“What we have found is that relapse is associated with a whole range of emotional triggers. It is often tied up with people wanting to recapture a lost social identity – their smoker identity. People want to feel part of a social group, and recover a sense of who they are – with smoking having been part of their identity, for most, since their teenage years,” said lead researcher Dr Caitlin Notley.
“The social environment and close personal relationships are major influences on people, usually teens, when they start smoking in the first place. People learn, socially, to become a ‘smoker’ – it’s part of a group membership and it becomes an important part of people’s identity,” added Notley.
Smoking is not addictive just on a physical level
As with all other addictions, besides being craved on a physical level (via nicotine in this case), a smoking addiction is also triggered by a range of emotional, behavioural and social factors. “Although many people do manage to quit, relapse is very common. Of course we know that smoking is physically addictive, and there has been research about the psychological side of it – but this assumes that people are unable to resist physical urges, or are vulnerable to social cues”, explained Notley, “We wanted to understand other social factors that might also be important.”
The research team did this by carrying out in-depth interviews with people who had quit and relapsed, analyzing their answers for details in relation to their quit attempts and smoking relapses. “When people attempt to quit smoking, what they are really doing is attempting to bury part of their old identity and reconfigure a new one. That can be hard. Particularly when it’s something that has been ‘part of them’ for most of their adult life,” explained Notley.
Sadly, the research team also found that upon relapsing, many find a sense of relief in regaining a sense identity. “They also talked about a sense of relief at regaining their identity as a smoker – so there are a lot of emotional reactions related to relapse such as pleasure, but also guilt and shame,” pointed out Notley.
Could the effectivity of e-cigs have anything to do with this?

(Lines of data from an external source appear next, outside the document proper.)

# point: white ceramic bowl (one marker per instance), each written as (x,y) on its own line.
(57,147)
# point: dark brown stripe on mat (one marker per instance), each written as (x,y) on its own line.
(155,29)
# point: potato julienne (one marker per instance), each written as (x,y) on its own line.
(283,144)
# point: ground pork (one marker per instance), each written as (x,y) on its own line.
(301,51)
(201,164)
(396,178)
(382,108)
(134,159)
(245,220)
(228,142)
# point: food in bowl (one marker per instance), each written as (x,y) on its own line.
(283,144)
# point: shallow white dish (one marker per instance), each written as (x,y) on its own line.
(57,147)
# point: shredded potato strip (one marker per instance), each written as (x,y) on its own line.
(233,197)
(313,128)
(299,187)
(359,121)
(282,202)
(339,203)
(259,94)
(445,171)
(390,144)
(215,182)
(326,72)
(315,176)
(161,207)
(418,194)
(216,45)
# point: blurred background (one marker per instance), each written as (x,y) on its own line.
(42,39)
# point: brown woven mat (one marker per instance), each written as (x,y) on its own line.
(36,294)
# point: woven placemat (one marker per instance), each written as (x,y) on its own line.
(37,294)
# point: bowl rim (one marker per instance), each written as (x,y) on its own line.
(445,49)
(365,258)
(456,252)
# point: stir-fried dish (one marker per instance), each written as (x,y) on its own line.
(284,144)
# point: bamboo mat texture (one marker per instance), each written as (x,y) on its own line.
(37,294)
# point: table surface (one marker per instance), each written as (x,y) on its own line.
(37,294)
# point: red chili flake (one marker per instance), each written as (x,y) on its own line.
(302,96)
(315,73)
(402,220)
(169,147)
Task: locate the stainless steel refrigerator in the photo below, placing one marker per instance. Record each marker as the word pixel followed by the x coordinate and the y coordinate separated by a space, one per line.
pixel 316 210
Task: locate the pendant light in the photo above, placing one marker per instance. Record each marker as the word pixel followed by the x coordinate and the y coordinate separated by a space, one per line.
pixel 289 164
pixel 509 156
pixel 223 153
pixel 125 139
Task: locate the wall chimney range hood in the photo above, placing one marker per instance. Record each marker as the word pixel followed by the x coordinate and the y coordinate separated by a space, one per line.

Interestingly, many public health experts have boiled down the effectivity of e-cigarettes to the fact that mimicking the action of smoking, the devices make the transition from smoking to not smoking easier for smokers, perhaps this is also so on a social level. To date, not enough integrative studies have been conducted to analyse why the devices are smokers’ preferred smoking cessation tools. Yet studies such as this one, indicate that there is a dire need to conduct further studies on e-cigarettes, since these seem to ease some of the discomfort that leads to many possibly avoidable relapses.